Getopts not working inside of function

Question

I'm trying to use getops in a function yet it doesn't seem to work:

#!/bin/bash

function main()
{
  while getopts ":p:t:c:b:" o; do
    case "${o}" in
    p)
      echo "GOt P"
      p=$OPTARG
      ;;
    t)
      echo "GOt T"
      t=$OPTARG
      ;;
    c)
      echo "GOt C"
      c=$OPTARG
      ;;
    b)
      echo "GOt b"
      b=$OPTARG
      ;;
    *)
      #usage 
      echo "Unknown Option"
      return 
      ;;
      esac
  done

  echo $p
  echo $t
  echo $c
  echo $b
}

main

And then running it like this:

$ ./bin/testArguments.sh -p . -t README.md -c 234 -b 1

I have tried making sure that optid are local yet this didn't work either. Anything else that might be wrong?

Answer 1

You're not passing any argument to your main function.

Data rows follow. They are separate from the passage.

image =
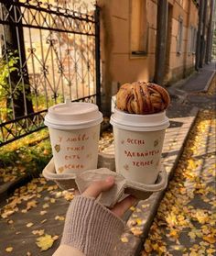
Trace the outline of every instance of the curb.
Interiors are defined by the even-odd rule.
[[[181,146],[178,150],[178,155],[177,155],[174,162],[172,163],[172,166],[168,167],[170,169],[170,170],[168,170],[168,173],[167,173],[168,174],[168,181],[173,176],[174,171],[175,171],[175,169],[178,165],[178,160],[179,160],[179,158],[182,154],[182,151],[184,150],[184,147],[185,147],[186,141],[188,139],[189,131],[191,130],[191,128],[192,128],[192,127],[193,127],[193,125],[196,121],[198,113],[199,113],[199,108],[198,107],[193,107],[190,111],[191,120],[189,121],[189,125],[188,127],[187,133],[185,134],[184,139],[182,139]],[[170,156],[172,156],[172,155],[171,155],[170,152],[168,152],[166,155],[166,159],[170,157]],[[162,191],[162,192],[159,192],[159,193],[156,193],[155,195],[153,195],[151,199],[148,198],[145,202],[140,201],[137,204],[136,207],[138,207],[139,209],[143,208],[143,206],[144,206],[145,203],[146,203],[146,206],[148,206],[146,208],[143,209],[143,215],[144,215],[144,212],[145,212],[145,219],[144,219],[143,227],[142,226],[140,227],[142,234],[140,236],[135,236],[130,230],[127,230],[126,232],[124,232],[123,237],[127,238],[128,243],[123,243],[123,242],[119,243],[113,256],[120,256],[120,255],[138,256],[138,255],[140,255],[141,250],[143,249],[144,241],[148,235],[149,228],[152,225],[154,217],[157,214],[157,208],[160,205],[160,202],[161,202],[165,193],[166,193],[166,190]],[[137,215],[139,215],[139,213],[137,213]],[[128,221],[127,221],[128,226],[133,220],[135,220],[135,217],[133,217],[133,214],[132,214],[130,216]],[[142,217],[140,218],[142,218]]]
[[[111,127],[110,123],[103,123],[102,127],[101,127],[101,134],[104,131],[107,130],[109,128]],[[43,139],[48,139],[49,137],[44,138]],[[42,139],[41,139],[42,140]],[[39,141],[41,141],[39,140]],[[28,147],[29,145],[27,145]],[[99,159],[101,160],[100,156]],[[108,162],[106,163],[107,166],[105,166],[106,168],[110,168],[111,170],[113,170],[113,164],[110,163],[110,161],[108,161]],[[2,203],[4,200],[5,200],[8,195],[10,194],[12,194],[16,188],[23,186],[25,184],[27,184],[27,183],[29,183],[33,178],[38,178],[39,176],[40,173],[42,173],[39,172],[32,172],[30,173],[26,173],[23,176],[16,178],[15,181],[13,182],[8,182],[5,183],[2,185],[0,185],[0,203]]]
[[[0,185],[0,203],[5,200],[16,188],[29,183],[33,178],[38,177],[39,174],[40,173],[38,172],[32,172],[31,173],[27,173],[13,182],[8,182]]]

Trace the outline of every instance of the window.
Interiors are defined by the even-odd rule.
[[[196,52],[196,42],[197,42],[197,29],[193,26],[189,28],[189,53]]]
[[[178,54],[181,53],[182,37],[183,37],[183,18],[181,17],[179,17],[178,38],[177,38],[177,53]]]
[[[147,52],[146,0],[131,0],[131,53]]]

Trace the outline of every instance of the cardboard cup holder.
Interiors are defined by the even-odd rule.
[[[100,157],[102,158],[105,155],[103,154]],[[85,191],[92,182],[104,180],[108,176],[113,176],[115,180],[114,185],[109,191],[103,192],[97,198],[101,204],[111,208],[127,195],[132,195],[139,200],[145,200],[153,193],[164,190],[167,185],[167,174],[163,166],[154,184],[145,184],[127,181],[120,173],[104,167],[95,170],[87,170],[79,175],[73,173],[59,174],[56,173],[53,159],[51,159],[43,170],[43,175],[46,179],[54,181],[63,190],[78,189],[81,194]]]

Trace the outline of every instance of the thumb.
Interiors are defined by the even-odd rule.
[[[98,181],[92,183],[83,193],[82,195],[98,197],[103,191],[109,190],[114,184],[114,178],[109,176],[105,181]]]

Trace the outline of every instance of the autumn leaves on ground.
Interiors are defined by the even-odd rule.
[[[212,91],[215,83],[208,95]],[[215,109],[201,109],[142,256],[216,255],[215,130]]]

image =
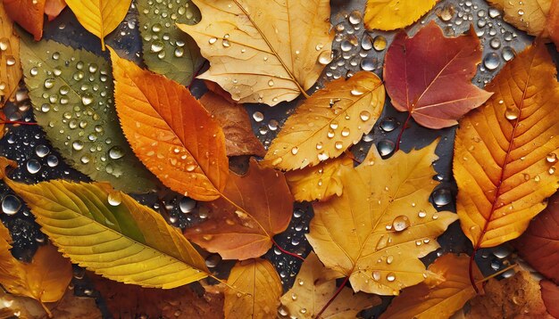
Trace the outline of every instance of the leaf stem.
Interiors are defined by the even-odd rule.
[[[326,305],[324,305],[324,307],[322,307],[322,308],[321,309],[321,311],[318,312],[318,314],[316,314],[316,315],[314,316],[315,319],[319,319],[321,317],[321,315],[322,315],[322,313],[324,313],[324,311],[326,310],[326,308],[328,308],[330,307],[330,305],[334,302],[334,300],[336,299],[336,298],[338,297],[338,295],[339,295],[340,292],[342,292],[342,290],[344,289],[344,287],[346,287],[346,283],[347,283],[347,281],[349,281],[349,276],[346,276],[344,279],[344,282],[342,282],[341,285],[339,285],[339,287],[338,287],[338,290],[336,290],[336,293],[334,293],[334,296],[332,296],[332,298],[330,298],[330,300],[328,300],[328,302],[326,303]]]

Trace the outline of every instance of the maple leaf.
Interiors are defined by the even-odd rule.
[[[363,164],[342,173],[340,197],[313,204],[307,239],[354,290],[397,295],[425,279],[419,258],[438,247],[435,238],[457,219],[429,201],[438,184],[431,167],[436,146],[384,160],[372,147]]]
[[[101,39],[103,51],[104,51],[104,37],[122,22],[132,3],[132,0],[65,1],[79,23]]]
[[[291,170],[339,156],[372,129],[384,98],[384,86],[371,72],[328,83],[288,118],[263,162]]]
[[[437,1],[367,0],[365,27],[386,31],[405,28],[427,13]]]
[[[289,225],[293,197],[283,174],[262,168],[254,159],[245,176],[229,176],[223,195],[204,204],[208,218],[186,229],[185,235],[225,259],[263,255],[273,236]]]
[[[227,156],[256,155],[263,157],[266,150],[253,133],[246,110],[227,101],[218,94],[208,92],[200,103],[213,116],[223,129]]]
[[[281,281],[268,260],[257,258],[238,262],[227,282],[237,290],[225,290],[223,311],[226,318],[275,316],[282,292]]]
[[[401,31],[385,58],[387,92],[394,107],[409,111],[418,124],[435,129],[451,127],[491,96],[471,84],[480,61],[473,28],[457,37],[445,37],[434,21],[413,37]]]
[[[466,255],[443,255],[429,266],[425,282],[408,287],[392,299],[380,319],[449,318],[475,297],[470,283]],[[475,275],[482,275],[476,267]]]
[[[193,3],[201,21],[179,28],[210,61],[198,78],[219,83],[236,101],[273,106],[306,96],[324,67],[319,57],[331,54],[328,0]]]
[[[107,61],[88,51],[54,41],[34,43],[27,37],[21,54],[34,118],[63,158],[91,179],[119,190],[153,190],[154,176],[114,125]]]
[[[542,301],[538,282],[526,271],[502,281],[490,279],[483,290],[484,295],[470,301],[466,318],[553,318]]]
[[[336,292],[336,280],[328,279],[329,270],[311,251],[303,262],[293,287],[281,296],[283,307],[280,313],[284,316],[315,318]],[[321,315],[323,319],[355,318],[362,310],[377,306],[377,296],[364,293],[355,294],[349,288],[343,288],[332,303]]]
[[[343,168],[353,168],[353,164],[351,158],[341,156],[312,168],[287,172],[286,179],[296,200],[327,200],[333,195],[342,194],[341,172]]]
[[[8,16],[32,34],[35,41],[38,41],[43,37],[45,1],[4,0],[2,3]]]
[[[546,46],[526,49],[486,89],[493,96],[460,121],[453,160],[456,210],[475,250],[520,236],[559,181],[559,84]]]
[[[4,7],[0,3],[0,107],[13,95],[21,79],[20,38]]]

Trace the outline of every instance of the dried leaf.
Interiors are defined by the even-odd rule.
[[[174,0],[172,6],[151,0],[136,4],[146,65],[155,73],[188,86],[204,60],[194,39],[180,31],[177,23],[196,23],[200,11],[190,0]]]
[[[238,262],[227,282],[237,291],[225,290],[226,319],[275,316],[282,289],[280,276],[269,261],[258,258]]]
[[[328,269],[313,252],[303,262],[293,287],[280,299],[286,316],[314,318],[336,292],[336,280],[326,279]],[[343,288],[339,295],[321,315],[323,319],[355,318],[362,310],[377,306],[380,299],[365,293],[354,294]]]
[[[4,6],[0,3],[0,108],[13,95],[21,79],[20,38]],[[4,131],[4,125],[0,127]]]
[[[223,295],[198,296],[188,286],[142,288],[94,276],[95,288],[114,318],[222,318]]]
[[[219,83],[236,101],[275,105],[306,95],[326,64],[319,57],[330,60],[328,0],[193,2],[202,20],[179,28],[210,61],[198,78]]]
[[[409,111],[423,127],[452,127],[491,96],[471,84],[481,61],[473,28],[457,37],[445,37],[434,21],[413,37],[401,31],[385,60],[384,79],[392,104],[400,111]]]
[[[470,257],[443,255],[429,266],[425,282],[402,290],[380,319],[449,318],[476,296],[468,274]],[[474,265],[474,277],[481,279]]]
[[[118,118],[107,61],[88,51],[27,37],[21,53],[35,119],[64,160],[91,179],[119,190],[153,190],[154,176],[114,125]]]
[[[185,230],[187,238],[225,259],[248,259],[270,249],[288,228],[293,197],[283,174],[251,160],[243,176],[229,176],[224,197],[207,203],[208,218]]]
[[[227,156],[263,157],[266,154],[264,146],[253,133],[248,113],[242,105],[232,103],[213,92],[204,94],[200,103],[223,128]]]
[[[342,173],[340,197],[313,204],[307,239],[327,267],[349,276],[354,290],[397,295],[424,280],[419,258],[438,247],[435,238],[457,219],[429,201],[438,184],[431,167],[436,146],[384,160],[373,147],[363,164]]]
[[[106,184],[13,182],[41,230],[72,262],[107,278],[171,289],[207,276],[204,258],[161,215]]]
[[[29,0],[30,1],[30,0]],[[79,23],[101,39],[104,51],[104,37],[122,22],[132,0],[65,0]]]
[[[491,279],[484,290],[485,295],[470,302],[471,309],[466,318],[553,318],[546,311],[539,283],[528,272],[502,281]]]
[[[111,59],[116,110],[134,152],[171,190],[198,200],[218,199],[229,160],[217,121],[183,86],[112,49]]]
[[[438,0],[367,0],[365,27],[380,30],[405,28],[427,13]]]
[[[340,179],[344,168],[353,168],[348,156],[329,160],[312,168],[286,173],[291,193],[297,201],[327,200],[333,195],[341,195],[344,185]]]
[[[384,98],[382,82],[371,72],[327,84],[288,118],[263,163],[291,170],[337,158],[372,129]]]
[[[46,0],[3,0],[8,16],[33,35],[35,41],[43,37]]]
[[[460,121],[455,142],[456,209],[476,248],[520,236],[559,181],[559,85],[546,46],[519,54],[486,89],[493,96]]]

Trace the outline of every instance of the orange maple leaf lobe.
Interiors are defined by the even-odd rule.
[[[402,31],[385,61],[385,86],[392,103],[400,111],[409,111],[423,127],[455,125],[456,119],[491,96],[471,84],[481,61],[473,29],[467,35],[445,37],[431,21],[413,37]]]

If you want that function to get the same arguments as passed to the script, pass them along with:

main "$@"

Instead of:

main

Also relevant to your script:

• difference between “function foo() {}” and “foo() {}”
• Why is printf better than echo?
• Security implications of forgetting to quote a variable in bash/POSIX shells
• you'd want to output errors on stderr: echo >&2 Unknown option
• you'd want to return a non-zero exit status upon error (return 1)
• when calling getopts in a function, it's a good habit to set OPTIND to 1 initially, in case getopts has been called before (for instance in a previous invocation of the function).

Answer 2

In a function, the parameters are those passed to the function, not those passed to the script:

$ cat foo.sh
function main ()
{
    echo "$@"
}

echo "$@"
main
$ bash foo.sh bar
bar

$

You need to pass "$@" to main:

main "$@"

Though I find a main function in scripts rather useless, unless you plain to call main again and again in the same script.